How to reduce memory used by Random Forest from Scikit-Learn in Python?
The Random Forest algorithm from scikit-learn package can sometimes consume too much memory:
- RandomForest - Reasons for memory usage / consumption?
- understanding scikit learn Random Forest memory requirement for prediction
- Scikit Learn RandomForest Memory Error
- Random Forest: Running out of memory
- Why is scikit-learn's random forest using so much memory?
- Memory allocation error in sklearn random forest classification python
The Random Forest Classifier and Random Forest Regressor have default hyper-parameters:
max_depth=None
,min_samples_split=2
,min_samples_leaf=1
,
which means that full trees are built. Bulding full trees is by design (see Leo Breiman, Random Forests article from 2001). The Random Forest creates full trees to fit the data well. If there will be one tree in the Random Forest, then the model will overfit the data. However, in the Random Forest there are created set of trees (for example 100 trees).

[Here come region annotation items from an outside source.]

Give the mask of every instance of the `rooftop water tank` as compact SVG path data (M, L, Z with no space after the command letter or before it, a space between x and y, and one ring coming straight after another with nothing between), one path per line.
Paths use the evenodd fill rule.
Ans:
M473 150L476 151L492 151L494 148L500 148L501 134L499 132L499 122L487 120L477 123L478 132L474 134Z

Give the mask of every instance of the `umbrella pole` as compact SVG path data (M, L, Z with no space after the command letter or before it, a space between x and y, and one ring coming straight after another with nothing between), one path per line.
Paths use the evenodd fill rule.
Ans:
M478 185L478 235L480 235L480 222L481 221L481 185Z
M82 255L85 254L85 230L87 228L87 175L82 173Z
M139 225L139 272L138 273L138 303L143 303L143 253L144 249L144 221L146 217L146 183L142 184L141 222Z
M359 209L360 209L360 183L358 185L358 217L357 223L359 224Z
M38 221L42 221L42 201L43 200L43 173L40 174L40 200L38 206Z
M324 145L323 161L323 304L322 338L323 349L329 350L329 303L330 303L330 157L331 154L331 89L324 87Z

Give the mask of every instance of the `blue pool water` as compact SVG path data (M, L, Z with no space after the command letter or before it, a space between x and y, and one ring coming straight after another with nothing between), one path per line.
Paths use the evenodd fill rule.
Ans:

To overcome the overfitting (and increase stability) the bagging and random subspace sampling are used. (Bagging - selecting subset of rows for training, random subspace sampling - selecting subset of columns in each node split search).
In the case of large data sets or complex datasets, the full tree can be really deep and have thousands of nodes. Such single decision tree will use a lot of memory and thus the memory consumption of the Random Forest will grow very fast. In this post I will show how to reduce memory consumption of the Random Forest. In the example I will use Adult Income dataset.

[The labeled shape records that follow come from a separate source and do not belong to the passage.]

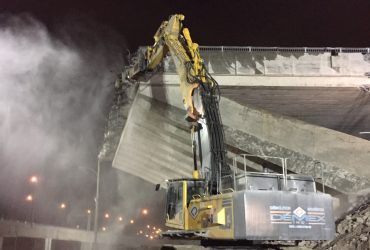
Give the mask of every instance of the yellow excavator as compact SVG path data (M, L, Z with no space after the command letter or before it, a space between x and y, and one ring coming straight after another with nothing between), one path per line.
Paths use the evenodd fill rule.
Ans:
M218 84L208 73L184 19L176 14L162 22L154 44L139 50L126 70L128 80L138 81L171 56L191 124L192 178L167 180L166 225L172 229L162 236L233 241L333 239L332 198L316 191L313 177L236 174L228 165Z

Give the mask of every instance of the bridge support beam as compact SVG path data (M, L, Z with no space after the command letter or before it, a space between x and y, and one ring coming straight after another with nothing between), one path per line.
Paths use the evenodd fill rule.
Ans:
M45 247L44 250L51 250L51 238L45 238Z
M88 242L81 242L81 248L80 250L92 250L93 244Z

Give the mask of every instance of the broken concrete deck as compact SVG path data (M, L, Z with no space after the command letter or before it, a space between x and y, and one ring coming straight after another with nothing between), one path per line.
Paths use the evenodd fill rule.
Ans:
M365 76L370 71L368 55L339 54L333 58L327 52L298 56L275 53L272 57L247 54L243 59L241 52L231 51L226 55L216 52L207 52L205 60L223 93L220 109L230 156L236 151L288 157L290 171L321 177L322 169L325 185L343 193L370 187L370 142L349 135L370 124L367 122L369 93L359 88L369 83ZM237 65L234 71L230 70L233 68L230 58L234 58ZM259 64L264 65L264 71ZM164 72L141 83L113 161L114 167L152 183L190 176L192 169L190 138L183 121L185 111L177 76L170 72L171 67L170 62L165 64ZM241 67L251 69L247 72L249 75L241 75ZM258 67L261 70L258 71ZM254 95L250 93L251 88ZM361 95L361 105L352 103L350 98L346 99L346 105L341 103L343 95L336 93L343 90L355 97L356 93ZM323 92L330 98L323 96ZM283 94L288 98L281 98ZM294 97L295 94L299 96ZM320 94L321 102L311 102L308 106L289 102L293 97L307 102L310 100L307 96L318 100L315 96ZM326 113L310 114L310 110L319 110L328 100L333 105L325 105ZM336 106L344 109L339 115L334 112ZM289 116L294 113L292 110L302 112L300 120ZM357 112L362 117L354 124L357 128L348 134L334 130L344 118L349 118L346 117L349 111L352 116ZM310 123L305 122L307 117ZM321 120L326 122L320 124Z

Let's load packages and the data
import os
import joblib
import pandas as pd
import numpy as np
from sklearn.ensemble.forest import RandomForestClassifier
from sklearn.preprocessing import LabelEncoder
from sklearn.model_selection import train_test_split
from sklearn.metrics import log_loss
from matplotlib import pyplot as plt
df = pd.read_csv("https://raw.githubusercontent.com/pplonski/datasets-for-start/master/adult/data.csv",
skipinitialspace=True)
df.info()
<class 'pandas.core.frame.DataFrame'>
RangeIndex: 32561 entries, 0 to 32560
Data columns (total 15 columns):
# Column Non-Null Count Dtype
--- ------ -------------- -----
0 age 32561 non-null int64
1 workclass 30725 non-null object
2 fnlwgt 32561 non-null int64
3 education 32561 non-null object
4 education-num 32561 non-null int64
5 marital-status 32561 non-null object
6 occupation 30718 non-null object
7 relationship 32561 non-null object
8 race 32561 non-null object
9 sex 32561 non-null object
10 capital-gain 32561 non-null int64
11 capital-loss 32561 non-null int64
12 hours-per-week 32561 non-null int64
13 native-country 31978 non-null object
14 income 32561 non-null object
dtypes: int64(6), object(9)
memory usage: 3.7+ MB
The dataset has 32,561
rows and 15
columns (including the target column). We see that data use about 3.8
MB in the memory (similar memory is also needed to store the data on the hard drive disk).
df.head()
age | workclass | fnlwgt | education | education-num | marital-status | occupation | relationship | race | sex | capital-gain | capital-loss | hours-per-week | native-country | income | |
---|---|---|---|---|---|---|---|---|---|---|---|---|---|---|---|
0 | 39 | State-gov | 77516 | Bachelors | 13 | Never-married | Adm-clerical | Not-in-family | White | Male | 2174 | 0 | 40 | United-States | <=50K |
1 | 50 | Self-emp-not-inc | 83311 | Bachelors | 13 | Married-civ-spouse | Exec-managerial | Husband | White | Male | 0 | 0 | 13 | United-States | <=50K |
2 | 38 | Private | 215646 | HS-grad | 9 | Divorced | Handlers-cleaners | Not-in-family | White | Male | 0 | 0 | 40 | United-States | <=50K |
3 | 53 | Private | 234721 | 11th | 7 | Married-civ-spouse | Handlers-cleaners | Husband | Black | Male | 0 | 0 | 40 | United-States | <=50K |
4 | 28 | Private | 338409 | Bachelors | 13 | Married-civ-spouse | Prof-specialty | Wife | Black | Female | 0 | 0 | 40 | Cuba | <=50K |
The data needs preprocessing. We will fill the missing values with the most frequent values and convert categoricals into integers.
df = df.fillna(df.mode().iloc[0])
for col in df.columns:
if df[col].dtype == "object":
encode = LabelEncoder()
df[col] = encode.fit_transform(df[col])
The first 14
columns will be used as input to the model. The last column income
will be the target column.
X = df[df.columns[:-1]]
y = df["income"]
Let's use 25%
of the data for testing and the rest for training.
X_train, X_test, y_train, y_test = train_test_split(X, y, test_size=0.25, random_state=56)
I create the Random Forest Classifier with default parameters. This means that full trees will be built. There will be created 100
trees (the default of n_estimators
).
rf = RandomForestClassifier()
Let's train the model:
rf.fit(X_train, y_train)
Check the depth of the first tree in the Random Forest
print(rf.estimators_[0].tree_.max_depth)
>>> 41
Let's check the depth of all the trees in the Forest:
depths = [tree.tree_.max_depth for tree in rf.estimators_]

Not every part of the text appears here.